Za pomocą zlokalizowanego na górze uchwytu portu USB C możemy ładować kontrolery osadzone w uchwycie. Pełne naładowanie to czas rzędu około 2 godzin, a więc całkiem przyzwoicie. O ładowaniu informują nas delikatne diody na górze frontu akcesorium. Zielone oznaczają w pełni naładowane kontrolery, natomiast czerwone – ładowanie. o ile lubicie granie na Lenovo Legion Go, ale nie chcielibyście zawsze szukać specjalnego pada, to zdecydowanie warto zainteresować się tym produktem.

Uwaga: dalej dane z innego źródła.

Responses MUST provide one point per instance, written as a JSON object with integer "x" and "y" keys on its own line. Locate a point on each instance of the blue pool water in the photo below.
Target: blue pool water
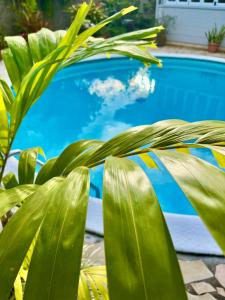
{"x": 98, "y": 99}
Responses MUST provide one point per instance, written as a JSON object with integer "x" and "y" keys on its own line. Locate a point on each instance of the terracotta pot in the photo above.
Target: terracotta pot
{"x": 213, "y": 47}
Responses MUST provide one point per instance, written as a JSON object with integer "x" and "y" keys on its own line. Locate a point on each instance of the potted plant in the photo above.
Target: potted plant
{"x": 166, "y": 22}
{"x": 215, "y": 36}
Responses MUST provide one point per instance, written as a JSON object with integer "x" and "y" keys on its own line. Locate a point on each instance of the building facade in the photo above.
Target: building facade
{"x": 192, "y": 18}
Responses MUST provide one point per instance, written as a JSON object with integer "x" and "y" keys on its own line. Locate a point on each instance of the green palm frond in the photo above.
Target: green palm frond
{"x": 52, "y": 205}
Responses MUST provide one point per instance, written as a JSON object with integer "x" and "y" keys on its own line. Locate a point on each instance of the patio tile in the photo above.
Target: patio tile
{"x": 220, "y": 274}
{"x": 194, "y": 271}
{"x": 202, "y": 288}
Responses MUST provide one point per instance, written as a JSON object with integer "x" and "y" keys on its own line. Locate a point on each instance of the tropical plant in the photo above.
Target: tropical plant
{"x": 29, "y": 16}
{"x": 215, "y": 35}
{"x": 52, "y": 206}
{"x": 95, "y": 15}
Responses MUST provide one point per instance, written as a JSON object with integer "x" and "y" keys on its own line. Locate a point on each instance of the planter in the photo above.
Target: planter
{"x": 213, "y": 47}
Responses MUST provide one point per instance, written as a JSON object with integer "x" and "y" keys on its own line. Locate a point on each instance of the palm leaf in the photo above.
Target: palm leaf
{"x": 65, "y": 223}
{"x": 27, "y": 165}
{"x": 126, "y": 246}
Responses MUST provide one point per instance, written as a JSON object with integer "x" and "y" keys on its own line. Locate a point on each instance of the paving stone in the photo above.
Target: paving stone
{"x": 202, "y": 288}
{"x": 192, "y": 297}
{"x": 220, "y": 291}
{"x": 194, "y": 271}
{"x": 220, "y": 274}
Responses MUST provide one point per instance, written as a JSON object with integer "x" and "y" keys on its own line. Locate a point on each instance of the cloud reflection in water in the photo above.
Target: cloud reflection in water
{"x": 116, "y": 95}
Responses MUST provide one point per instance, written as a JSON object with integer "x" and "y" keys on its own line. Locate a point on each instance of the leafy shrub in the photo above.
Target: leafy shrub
{"x": 29, "y": 16}
{"x": 95, "y": 15}
{"x": 215, "y": 35}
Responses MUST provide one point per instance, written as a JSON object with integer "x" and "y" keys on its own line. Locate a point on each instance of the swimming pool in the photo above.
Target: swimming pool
{"x": 98, "y": 99}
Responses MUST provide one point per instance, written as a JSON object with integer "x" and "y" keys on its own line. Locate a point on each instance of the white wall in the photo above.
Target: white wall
{"x": 191, "y": 23}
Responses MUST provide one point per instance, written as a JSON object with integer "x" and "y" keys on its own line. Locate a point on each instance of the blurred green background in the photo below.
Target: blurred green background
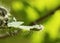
{"x": 29, "y": 11}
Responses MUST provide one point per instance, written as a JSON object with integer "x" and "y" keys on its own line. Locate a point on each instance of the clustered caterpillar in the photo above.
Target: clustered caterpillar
{"x": 9, "y": 23}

Zwłaszcza, iż bez problemu można go podłączyć kontaktu czy powerbanku. Dodatkową zaletą jest design wizualny. Wyżłobienia na froncie nadają temu akcesorium świetny, nieco agresywny i elegancki, wygląd.

Podsumowanie

JSAUX ponownie dowiódł, iż jest nieformalnym mistrzem na rynku akcesoriów dla graczy. Naprawdę trudno jest mi znaleźć jakieś poważne uchybienia tych produktów, które mogłyby stanowić argument zniechęcający do ewentualnego zakupu. Jasne, występują niekiedy pola do poprawienia sprzętów, aczkolwiek nie są to rażące braki. W mojej ocenie kolejny raz producent wykazał, iż zna się na potrzebach graczy jak mało która firma i ja szczerze polecam te produkty. Korzystałem z nich z prawdziwą przyjemnością i podejrzewam, iż niejeden nasz czytelnik podzielałby tę opinię.

Akcesoria do testu zapewnił ich producent, firma JSAUX.